Think of the good news: There's
much, much better material long
on the shelves of the research
libraries although rarely as
computer science.
That's just the way it is. People
here on HN should be aware of that
situation.
These slide tutorials are excellent: engaging and friendly but still rigorous enough that they can be used as reference materials. They're a great companion to "Introduction to Statistical Learning" and "The Elements of Statistical Learning" by Hastie, Tibshirani, et al. The author of these tutorials is Andrew Moore, Dean of the School of Computer Science at Carnegie Mellon.
Thanks for mentioning those books! I'll check 'em out. I agree wholeheartedly with your assessment. I was really blown away by the clarity of the slides. Glad others can enjoy them too.
His 22 slides on game theory go on and on but are not clear on just the really simple solution: It's just a really simple linear programming problem. Could knock it off on one slide, two or three if wanted to be verbose. I did that when I taught linear programming in college and an MBA program.
More generally, a large fraction of these topics and a larger fraction of the more basic tools are what was long called the mathematical sciences, where generally the work was done more carefully, and, in particular, the mathematics of operations research along with, sure, and pure and applied statistics.
He ends up with genetic algorithms and simulated annealing. Gee, I encountered such a problem only once: Some guys had a resource allocation problem and formulated it as a 0-1 integer linear program with 40,000 constraints and 600,000 variables. They had tried simulated annealing, ran for days, and stopped with results with objective function value of unknown distance from the optimal value.
I saw an approach via Lagrangian relaxation, which really needs most of a nice course in optimization, wrote some software, and got a feasible solution with objective function value guaranteed to be within 0.025% of optimality. My software ran for 905 seconds on an old 90 MHz PC.

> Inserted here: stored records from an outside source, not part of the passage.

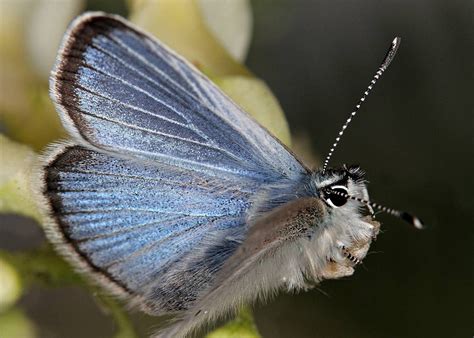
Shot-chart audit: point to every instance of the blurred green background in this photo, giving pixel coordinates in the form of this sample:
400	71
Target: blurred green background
413	137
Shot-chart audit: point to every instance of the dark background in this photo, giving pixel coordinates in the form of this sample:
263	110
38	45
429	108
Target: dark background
413	137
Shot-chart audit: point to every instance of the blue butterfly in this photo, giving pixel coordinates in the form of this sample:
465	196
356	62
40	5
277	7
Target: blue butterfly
172	197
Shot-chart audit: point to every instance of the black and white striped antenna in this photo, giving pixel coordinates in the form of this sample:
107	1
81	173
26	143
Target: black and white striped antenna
386	62
407	217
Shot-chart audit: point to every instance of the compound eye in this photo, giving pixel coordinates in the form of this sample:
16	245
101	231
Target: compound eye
333	198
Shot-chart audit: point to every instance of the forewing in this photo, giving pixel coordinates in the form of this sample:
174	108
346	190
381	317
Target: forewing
121	90
136	226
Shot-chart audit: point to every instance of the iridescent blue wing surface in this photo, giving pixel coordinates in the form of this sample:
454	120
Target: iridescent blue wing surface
155	193
121	90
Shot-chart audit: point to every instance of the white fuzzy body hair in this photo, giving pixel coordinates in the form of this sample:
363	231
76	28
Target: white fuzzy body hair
292	266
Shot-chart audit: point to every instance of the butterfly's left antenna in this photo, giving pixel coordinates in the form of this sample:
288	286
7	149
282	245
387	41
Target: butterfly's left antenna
386	62
407	217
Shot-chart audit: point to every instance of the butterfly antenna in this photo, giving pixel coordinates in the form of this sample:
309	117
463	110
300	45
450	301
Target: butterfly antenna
407	217
386	62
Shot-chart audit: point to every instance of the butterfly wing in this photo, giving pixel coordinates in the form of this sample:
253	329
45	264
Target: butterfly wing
156	197
120	90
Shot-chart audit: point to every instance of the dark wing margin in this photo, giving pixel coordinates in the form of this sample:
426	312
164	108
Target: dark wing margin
137	228
120	90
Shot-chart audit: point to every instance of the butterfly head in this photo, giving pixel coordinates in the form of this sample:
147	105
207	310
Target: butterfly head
335	185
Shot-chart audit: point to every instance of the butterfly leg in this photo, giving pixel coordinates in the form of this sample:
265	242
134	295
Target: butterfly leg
349	255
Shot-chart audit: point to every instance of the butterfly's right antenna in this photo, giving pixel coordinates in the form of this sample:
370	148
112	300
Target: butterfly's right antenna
386	62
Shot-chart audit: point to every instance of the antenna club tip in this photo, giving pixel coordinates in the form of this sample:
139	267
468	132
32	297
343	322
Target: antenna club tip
418	223
415	221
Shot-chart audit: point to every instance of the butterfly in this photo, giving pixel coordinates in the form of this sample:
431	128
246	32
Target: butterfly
172	197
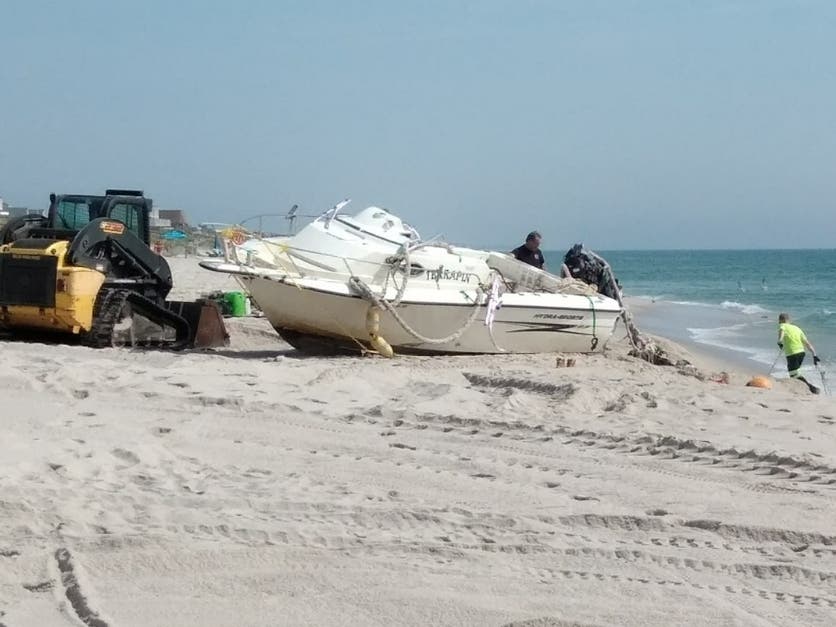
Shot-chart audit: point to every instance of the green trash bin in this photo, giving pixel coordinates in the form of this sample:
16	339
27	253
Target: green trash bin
237	304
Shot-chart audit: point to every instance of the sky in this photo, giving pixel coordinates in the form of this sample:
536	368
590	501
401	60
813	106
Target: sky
622	124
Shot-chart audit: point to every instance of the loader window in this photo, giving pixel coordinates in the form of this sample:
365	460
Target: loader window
72	214
130	215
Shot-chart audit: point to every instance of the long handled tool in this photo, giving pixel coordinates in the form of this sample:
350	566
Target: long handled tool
777	357
823	374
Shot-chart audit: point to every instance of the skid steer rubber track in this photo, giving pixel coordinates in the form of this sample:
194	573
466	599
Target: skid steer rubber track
110	304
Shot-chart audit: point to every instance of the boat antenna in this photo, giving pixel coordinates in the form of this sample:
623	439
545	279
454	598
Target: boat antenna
332	213
291	216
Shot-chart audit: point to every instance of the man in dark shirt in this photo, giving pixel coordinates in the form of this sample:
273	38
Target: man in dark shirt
530	251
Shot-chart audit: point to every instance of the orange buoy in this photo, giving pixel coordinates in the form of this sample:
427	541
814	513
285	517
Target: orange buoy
760	382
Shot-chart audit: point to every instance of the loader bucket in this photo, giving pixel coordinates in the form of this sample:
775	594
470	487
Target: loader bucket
206	324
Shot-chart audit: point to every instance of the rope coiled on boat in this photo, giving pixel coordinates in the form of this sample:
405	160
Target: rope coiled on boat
363	289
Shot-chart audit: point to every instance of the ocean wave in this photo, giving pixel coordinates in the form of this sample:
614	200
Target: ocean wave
724	337
690	303
743	308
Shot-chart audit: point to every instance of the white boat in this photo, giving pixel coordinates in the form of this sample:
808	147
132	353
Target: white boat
354	282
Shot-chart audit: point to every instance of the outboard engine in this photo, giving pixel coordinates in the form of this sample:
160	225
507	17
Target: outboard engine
590	268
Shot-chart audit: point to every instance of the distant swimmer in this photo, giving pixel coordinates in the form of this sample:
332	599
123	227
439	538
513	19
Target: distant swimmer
793	341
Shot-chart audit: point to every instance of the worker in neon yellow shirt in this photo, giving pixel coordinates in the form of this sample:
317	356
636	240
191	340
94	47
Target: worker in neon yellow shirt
792	341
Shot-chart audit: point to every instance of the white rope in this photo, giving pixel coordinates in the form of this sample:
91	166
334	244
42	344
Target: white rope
494	303
366	292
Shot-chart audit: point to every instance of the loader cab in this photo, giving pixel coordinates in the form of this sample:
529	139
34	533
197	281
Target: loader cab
72	212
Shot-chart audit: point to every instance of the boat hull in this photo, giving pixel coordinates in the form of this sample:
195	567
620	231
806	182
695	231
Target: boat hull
525	323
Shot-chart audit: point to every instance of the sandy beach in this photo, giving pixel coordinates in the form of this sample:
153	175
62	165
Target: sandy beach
255	486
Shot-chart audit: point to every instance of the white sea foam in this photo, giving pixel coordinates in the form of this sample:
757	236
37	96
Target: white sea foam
728	338
690	303
743	308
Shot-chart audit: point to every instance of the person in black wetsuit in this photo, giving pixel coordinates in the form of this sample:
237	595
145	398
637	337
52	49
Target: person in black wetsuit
530	251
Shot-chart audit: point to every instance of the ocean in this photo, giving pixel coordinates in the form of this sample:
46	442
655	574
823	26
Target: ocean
728	301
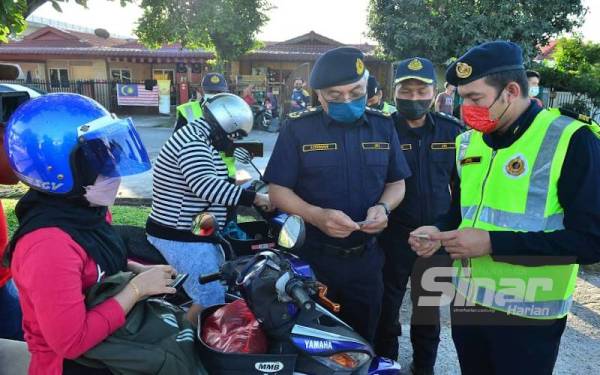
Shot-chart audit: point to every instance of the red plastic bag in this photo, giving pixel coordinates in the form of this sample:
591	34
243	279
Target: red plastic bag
234	329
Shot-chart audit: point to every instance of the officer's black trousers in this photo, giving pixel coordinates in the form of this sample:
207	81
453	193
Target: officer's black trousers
494	343
401	264
354	281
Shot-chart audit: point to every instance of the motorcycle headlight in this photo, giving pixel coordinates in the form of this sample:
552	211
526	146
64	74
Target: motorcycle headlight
345	360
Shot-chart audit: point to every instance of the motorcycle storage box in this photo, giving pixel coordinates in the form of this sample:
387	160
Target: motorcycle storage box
216	362
261	239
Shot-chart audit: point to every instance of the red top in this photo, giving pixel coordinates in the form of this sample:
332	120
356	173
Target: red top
4	272
52	272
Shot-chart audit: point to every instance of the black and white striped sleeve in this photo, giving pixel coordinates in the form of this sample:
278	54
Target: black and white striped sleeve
197	165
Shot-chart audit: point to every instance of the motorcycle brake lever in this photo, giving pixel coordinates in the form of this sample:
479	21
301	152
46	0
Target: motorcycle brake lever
329	304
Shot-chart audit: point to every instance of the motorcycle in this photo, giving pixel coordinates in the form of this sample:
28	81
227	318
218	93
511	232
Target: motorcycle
262	116
293	310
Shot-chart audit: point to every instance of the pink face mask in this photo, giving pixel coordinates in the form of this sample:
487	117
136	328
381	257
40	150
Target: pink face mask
103	192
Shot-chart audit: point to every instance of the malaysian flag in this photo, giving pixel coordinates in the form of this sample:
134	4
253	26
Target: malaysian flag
134	94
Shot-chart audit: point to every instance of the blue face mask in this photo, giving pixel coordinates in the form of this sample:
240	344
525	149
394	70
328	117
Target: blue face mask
347	112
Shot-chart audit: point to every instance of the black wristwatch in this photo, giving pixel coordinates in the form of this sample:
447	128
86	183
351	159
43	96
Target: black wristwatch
385	207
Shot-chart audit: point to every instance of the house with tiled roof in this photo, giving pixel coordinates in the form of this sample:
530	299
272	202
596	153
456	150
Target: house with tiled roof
56	55
282	62
59	57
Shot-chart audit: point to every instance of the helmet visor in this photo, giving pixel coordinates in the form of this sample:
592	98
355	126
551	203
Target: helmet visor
112	147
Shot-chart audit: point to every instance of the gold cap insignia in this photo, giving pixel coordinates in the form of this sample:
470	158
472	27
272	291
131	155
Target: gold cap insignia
415	64
463	70
516	167
360	67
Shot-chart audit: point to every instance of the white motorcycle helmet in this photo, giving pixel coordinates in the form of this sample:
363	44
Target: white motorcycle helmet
231	113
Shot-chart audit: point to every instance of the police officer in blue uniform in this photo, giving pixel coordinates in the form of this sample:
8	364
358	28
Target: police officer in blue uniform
492	79
341	168
427	140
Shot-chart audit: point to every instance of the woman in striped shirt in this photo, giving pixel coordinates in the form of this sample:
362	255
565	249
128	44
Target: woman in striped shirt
190	178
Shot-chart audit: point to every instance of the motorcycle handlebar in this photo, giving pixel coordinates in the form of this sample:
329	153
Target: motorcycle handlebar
205	279
301	297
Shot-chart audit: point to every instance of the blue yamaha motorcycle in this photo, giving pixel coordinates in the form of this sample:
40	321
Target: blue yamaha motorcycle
291	305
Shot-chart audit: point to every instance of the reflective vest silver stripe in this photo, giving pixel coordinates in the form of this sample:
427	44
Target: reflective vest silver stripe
532	220
511	304
465	139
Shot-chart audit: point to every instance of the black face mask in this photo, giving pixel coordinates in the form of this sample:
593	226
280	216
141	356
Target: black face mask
413	109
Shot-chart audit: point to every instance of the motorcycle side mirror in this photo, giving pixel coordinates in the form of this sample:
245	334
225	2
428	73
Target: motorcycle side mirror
292	233
245	157
204	225
242	155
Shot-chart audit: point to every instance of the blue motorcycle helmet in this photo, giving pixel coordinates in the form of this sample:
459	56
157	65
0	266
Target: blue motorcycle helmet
59	143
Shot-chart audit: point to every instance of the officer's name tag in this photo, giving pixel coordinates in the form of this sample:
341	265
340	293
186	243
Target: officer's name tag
376	146
471	160
443	146
319	147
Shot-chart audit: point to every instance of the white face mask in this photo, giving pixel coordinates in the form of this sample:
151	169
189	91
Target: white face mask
534	91
103	192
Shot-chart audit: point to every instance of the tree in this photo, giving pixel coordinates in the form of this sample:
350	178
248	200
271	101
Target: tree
443	29
228	27
14	12
576	70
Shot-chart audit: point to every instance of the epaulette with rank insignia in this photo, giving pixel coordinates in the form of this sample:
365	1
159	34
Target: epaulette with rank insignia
307	112
377	112
449	118
569	113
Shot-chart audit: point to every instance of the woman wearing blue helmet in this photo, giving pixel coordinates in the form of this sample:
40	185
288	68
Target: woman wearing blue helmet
72	152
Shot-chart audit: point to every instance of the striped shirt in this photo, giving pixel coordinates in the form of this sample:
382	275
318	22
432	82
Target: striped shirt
189	178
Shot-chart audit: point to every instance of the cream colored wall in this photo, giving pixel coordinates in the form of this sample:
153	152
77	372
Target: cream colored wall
81	69
37	69
139	72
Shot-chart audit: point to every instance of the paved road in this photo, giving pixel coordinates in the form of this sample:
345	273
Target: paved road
154	133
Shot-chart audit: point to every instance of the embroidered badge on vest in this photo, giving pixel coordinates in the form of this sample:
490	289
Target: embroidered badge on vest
376	146
443	146
471	160
319	147
516	166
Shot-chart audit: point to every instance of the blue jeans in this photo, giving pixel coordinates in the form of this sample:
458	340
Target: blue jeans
10	313
195	259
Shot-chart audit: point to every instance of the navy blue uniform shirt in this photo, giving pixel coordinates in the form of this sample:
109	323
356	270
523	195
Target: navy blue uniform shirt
338	166
578	194
430	153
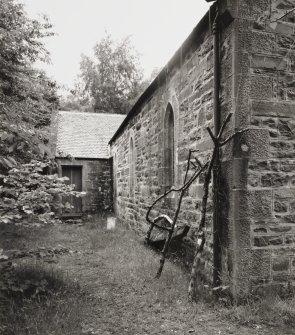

For the bound of 0.025%, Lagrangian relaxation has, on the optimal value of the objective function, both a lower bound and an upper bound and, during the relaxation, lowers the upper bound and raises the lower bound. When the two bounds are close enough for the context, then take the best feasible solution so far and call the work done.
I'd type in the basics here except I'd really need TeX.
The resource allocation problem was optimization, just optimization, and needed just some of what had long been known in optimization. Simulated annealing didn't look very good, and it wasn't.
Optimization, going back to mathematical programming, unconstrained, constrained, the Kuhn-Tucker conditions, linear programming, network linear programming, integer programming, dynamic programming, etc. were well developed fields starting in the late 1940s with a lot of work rock solid by 1980.
Good work has come from Princeton, Johns Hopkins, Cornell, Waterloo, Georgia Tech, University of Washington, etc.